Setelah itu, dengan berbagai alasan, penipu akan meminta calon korban untuk transfer uang jumlah tertentu. Salah satu alasan yang sering digunakan adalah pajak hadiah,

Penipu ini memanfaatkan SMS Gateway, yakni sebuah platform yang menyediakan mekanisme untuk mengirim dan menerima SMS dari peralatan mobile melalui SMSC (Short Message Service Center). Beberapa SMS Gateway yang bisa digunakan seperti SMSCaster.com, Gammu & Wammu, Kalkun, dan Play SMS.

Penipu hanya membutuhkan alat PC/Laptop, dongle GSM atau HP (bahkan HP lama pun bisa) dan database nomor HP yang bisa dicari dengan mudah di dunia maya. Via aplikasi ini, ribuan SMS bisa terkirim hanya dalam hitungan jam secara automatis.

"Pelaku tak perlu keluar rumah dalam melancarkan aksinya, cukup berbekal deretan nomor telepon yang dipilih secara acak. Kalau kirim 1.000 nomor, dan dapat (tertipu) 10 kan lumayan," kata Pengamat Siber Ismali Fahmi.

Penipuan dari broadcast SMS pun pemilihan nomornya dilakukan secara acak, pemilik nomor bisa menerima sms-sms tersebut karena kelompok penipu tersebut melakukan pengurutan nomor. Setelah itu dilakukan percobaan kirim sms, begitu dia masuk ke sms broadcast, nanti akan ada laporan mana yang berhasil terkirim dan yang tidak.

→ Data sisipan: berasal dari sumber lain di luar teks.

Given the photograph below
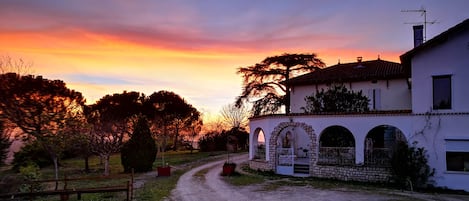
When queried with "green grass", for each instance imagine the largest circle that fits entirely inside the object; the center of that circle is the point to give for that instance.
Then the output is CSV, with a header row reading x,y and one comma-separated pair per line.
x,y
154,189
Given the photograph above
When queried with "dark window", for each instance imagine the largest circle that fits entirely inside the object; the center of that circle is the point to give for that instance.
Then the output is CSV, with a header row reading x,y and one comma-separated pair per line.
x,y
442,92
457,161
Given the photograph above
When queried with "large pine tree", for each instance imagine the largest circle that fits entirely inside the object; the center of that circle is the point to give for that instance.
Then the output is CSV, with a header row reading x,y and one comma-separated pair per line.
x,y
139,152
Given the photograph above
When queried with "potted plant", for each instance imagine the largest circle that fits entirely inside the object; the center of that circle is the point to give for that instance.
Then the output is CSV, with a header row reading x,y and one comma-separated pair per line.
x,y
228,168
164,169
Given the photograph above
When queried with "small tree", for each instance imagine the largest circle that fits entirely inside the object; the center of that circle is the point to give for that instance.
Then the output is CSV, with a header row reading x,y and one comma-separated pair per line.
x,y
139,152
410,165
4,144
336,99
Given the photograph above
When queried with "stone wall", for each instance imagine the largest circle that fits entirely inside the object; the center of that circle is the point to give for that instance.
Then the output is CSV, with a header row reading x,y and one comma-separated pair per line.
x,y
352,173
260,165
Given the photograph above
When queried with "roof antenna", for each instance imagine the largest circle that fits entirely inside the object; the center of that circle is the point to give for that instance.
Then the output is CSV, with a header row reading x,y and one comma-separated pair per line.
x,y
423,12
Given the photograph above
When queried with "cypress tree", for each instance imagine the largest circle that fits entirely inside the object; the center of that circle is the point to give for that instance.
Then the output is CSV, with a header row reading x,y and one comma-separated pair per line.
x,y
139,152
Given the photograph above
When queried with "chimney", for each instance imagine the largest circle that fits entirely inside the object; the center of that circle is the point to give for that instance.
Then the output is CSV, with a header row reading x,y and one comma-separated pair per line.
x,y
418,35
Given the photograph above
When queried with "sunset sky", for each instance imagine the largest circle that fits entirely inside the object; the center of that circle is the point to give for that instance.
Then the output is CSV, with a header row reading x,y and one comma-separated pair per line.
x,y
194,47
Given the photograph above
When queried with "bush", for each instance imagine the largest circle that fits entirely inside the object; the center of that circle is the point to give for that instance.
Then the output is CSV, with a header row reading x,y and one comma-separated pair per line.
x,y
4,144
410,164
139,152
214,141
30,172
31,153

Semua SMS yang terkirim inilah yang kemudian menjadi data base, dan hal ini akan dilakukan berulang kali. Sehingga tidak ada sasaran korban yang spesifik.

Selain via SMS, modus ini juga kerap dilakukan melalui panggilan telepon. Penipu menelpon melalui telepon rumah dan mengatakan bahwa penerima berhak mendapatkan hadiah dari sebuah bank senilai Rp 50 juta, sebagai nasabah terpilih.

Akan tetapi pajak hadiah tersebut harus ditanggung oleh penerima, yang diharuskan ditransfer ke rekening tertentu sesuai dengan arahan si penelpon. Penipu ini berusaha meyakinkan bahwa telepon tersebut merupakan panggilan resmi dari bank. 

 

Selain modus dengan iming-iming hadiah, ada juga penipuan dengan sms dan panggilan telepon yang terkenal sebagai "Mama Minta Pulsa". Modusnya, penipu akan menelepon calon korban dan mengaku sebagai orang tua, saudara ataupun anaknya.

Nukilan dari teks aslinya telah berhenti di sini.